Um dever de lealdade tem consequentemente implícito um pacto de lealdade, aliás um verdadeiro contrato com esse triângulo virtuoso – e virtuoso também e ainda, mesmo quando o nosso olhar subjectivo sobre “certos” visados não resiste à tentação da desqualificação cívica e à depreciação do carácter, como é tantas vezes patente na informação sobre casos de justiça.

Esse contrato assenta existe porque a contraprestação pelo serviço dos media e dos jornalistas não se circunscreve à mera aquisição do bem de consumo que é o jornal impresso ou a audiência de rádio ou televisão, na medida em que está emanente à nossa relação profissional com esse triângulo, um bem que, não sendo transacionável, constitui, na verdade, o capital de maior importância – a credibilidade dos media e dos jornalistas.

De modo que o público, as fontes e os próprios visados sabem retribuir o nosso trabalho com o reconhecimento da nossa credibilidade, renovando a confiança na nossa missão e revalidando a outorga de legitimidade do serviço ao interesse público, que é o núcleo central e irrenunciável da nossa profissão, balizada por uma deontologia – uma ciência dos deveres! – que vai além das próprias normas jurídicas e que justamente legitima a nossa intervenção no espaço público.

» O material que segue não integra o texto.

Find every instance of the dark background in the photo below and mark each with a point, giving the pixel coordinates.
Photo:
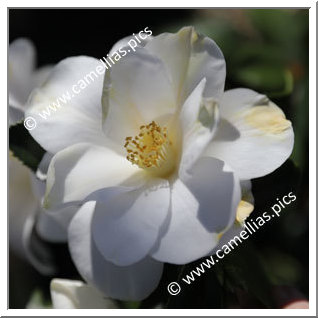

É por isso que costumamos dizer que o primeiro compromisso do jornalista é para com a verdade – condição essencial da lealdade. Mas a verdade não pode ser alcançada a qualquer preço, pois há circunstâncias – e são muitas – em que a busca da verdade pode ter de ceder perante direitos e valores que não podem ser sacrificados.

Por exemplo, a transcrição de escutas existentes em processos, e especialmente até as deixadas fora deles por penalmente irrelevantes, constitui um acto extraordinariamente arriscado, e tantas vezes de utilidade duvidosa, do ponto de vista do interesse público, para não dizer uma violação desproporcionada e gratuita de garantias dos cidadãos e dos seus mais elementares direitos de personalidade, que causa compreensível perplexidade aos cidadãos.

É certo que há decisões de tribunais, algumas até recentes, reconhecendo o relevante interesse público do traslado de certas transcrições para a imprensa, mas que isso não sirva de biombo de legitimidade para ocultar uma prática que nos deve manter alerta: a devassa em duplicado, e além do mais alcançando uma amplitude pública de grandes proporções, de conversações tidas na convicção de que se encontravam ao abrigo da curiosidade alheia e cujo conteúdo pode não ser exclusiva ou predominantemente ilícito.

Uma conversação privada – telefónica ou presencial – é um reduto essencial da privacidade que duas ou mais pessoas livremente decidem partilhar entre si, a tal ponto que o seu conteúdo pode abranger até aspectos mais profundos da intimidade dos interlocutores, mutuamente consentido na convicção de que a envolve uma indestrutível cápsula de segredo.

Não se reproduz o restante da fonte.